By exploiting a code vulnerability in the Arcadia Finance DeFi protocol, a hacker managed to drain approximately $455K.
The hack on Arcadia Finance was alerted by PeckShield, a blockchain investigator, according to which, the issue lies in the lack of validation of untrusted input. The apparent lack of a validation mechanism in the code, to cross-check the unverified inputs, led to this loophole, which allowed the hacker to drain around $455k from Optimism (darcUSDC) Ethereum (darcWETH) vaults.
PeckShield: Arcadia Finance code required no validation of untrusted input.
Two hours after PeckShield’s report, Arcadia Finance confirmed the hack and temporarily paused the contracts, to prevent further drainage of funds.

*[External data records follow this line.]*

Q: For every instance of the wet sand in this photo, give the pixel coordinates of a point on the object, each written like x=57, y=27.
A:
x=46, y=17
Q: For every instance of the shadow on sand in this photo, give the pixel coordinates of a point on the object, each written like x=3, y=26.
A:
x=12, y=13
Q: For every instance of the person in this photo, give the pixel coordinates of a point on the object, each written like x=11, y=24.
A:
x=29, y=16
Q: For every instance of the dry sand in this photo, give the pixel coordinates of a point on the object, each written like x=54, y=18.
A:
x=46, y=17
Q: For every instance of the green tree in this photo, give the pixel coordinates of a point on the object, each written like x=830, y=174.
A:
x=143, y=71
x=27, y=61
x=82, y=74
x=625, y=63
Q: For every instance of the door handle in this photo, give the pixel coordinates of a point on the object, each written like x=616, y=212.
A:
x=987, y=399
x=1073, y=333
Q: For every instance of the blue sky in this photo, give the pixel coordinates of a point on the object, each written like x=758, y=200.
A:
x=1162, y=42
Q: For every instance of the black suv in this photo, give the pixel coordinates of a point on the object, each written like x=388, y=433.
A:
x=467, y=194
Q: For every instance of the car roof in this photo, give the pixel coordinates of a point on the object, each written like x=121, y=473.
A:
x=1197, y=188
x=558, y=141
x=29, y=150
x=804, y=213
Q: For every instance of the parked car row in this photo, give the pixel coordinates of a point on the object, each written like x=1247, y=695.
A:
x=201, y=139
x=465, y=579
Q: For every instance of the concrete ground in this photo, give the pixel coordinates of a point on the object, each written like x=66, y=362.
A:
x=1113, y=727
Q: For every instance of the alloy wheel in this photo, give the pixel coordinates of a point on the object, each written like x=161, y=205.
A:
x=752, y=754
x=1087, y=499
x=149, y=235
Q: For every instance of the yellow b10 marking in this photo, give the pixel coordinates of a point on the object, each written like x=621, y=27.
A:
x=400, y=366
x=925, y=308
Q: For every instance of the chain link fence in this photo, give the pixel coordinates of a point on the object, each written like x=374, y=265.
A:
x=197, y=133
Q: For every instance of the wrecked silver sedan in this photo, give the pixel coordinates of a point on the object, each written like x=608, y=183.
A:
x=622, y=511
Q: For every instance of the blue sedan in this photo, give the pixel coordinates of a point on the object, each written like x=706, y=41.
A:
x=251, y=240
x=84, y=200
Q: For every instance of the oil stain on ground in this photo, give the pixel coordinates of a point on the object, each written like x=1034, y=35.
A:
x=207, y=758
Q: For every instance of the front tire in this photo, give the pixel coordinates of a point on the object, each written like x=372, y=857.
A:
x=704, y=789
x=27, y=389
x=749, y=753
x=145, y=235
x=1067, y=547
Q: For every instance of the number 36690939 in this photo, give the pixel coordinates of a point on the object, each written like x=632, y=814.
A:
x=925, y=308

Arcadia Finance noted in their tweet:
“We are aware of a potential exploit in our protocol. We have paused the contracts and are investigating the root-cause with security experts as we speak. More info will follow as it comes available.”
As the investigation continues, PeckShield noticed another code vulnerability, which can potentially lead to catastrophic outcomes for the protocol if exploited. PeckShield commented on the issue:
“In addition, there is a lack of reentrancy protection, which allows for the instant liquidation to bypass the internal vault health check.”
Most of the stolen funds came from Optimism, around 180 ETH (Ether), and were washed via Tornado Cash. Although, the stolen tokens from Ethereum, worth over $103k, seem to remain still on the suspected wallet address.
Exploits and hacks have already caused losses of over $300 million in the crypto industry, according to Q2 data of 2023.
Meanwhile, CertiK, a blockchain security company, reported on the 212 security incidents that were recorded in the quarter, which resulted in a total loss of over $313 million from Web3 protocols.
On the contrary, when compared to Q2 data from last year, CertiK recorded that cyber-attacks declined by 58%. Most incidents were recorded on BNB Chain, 119 attacks lead to losses reaching $70,8 million.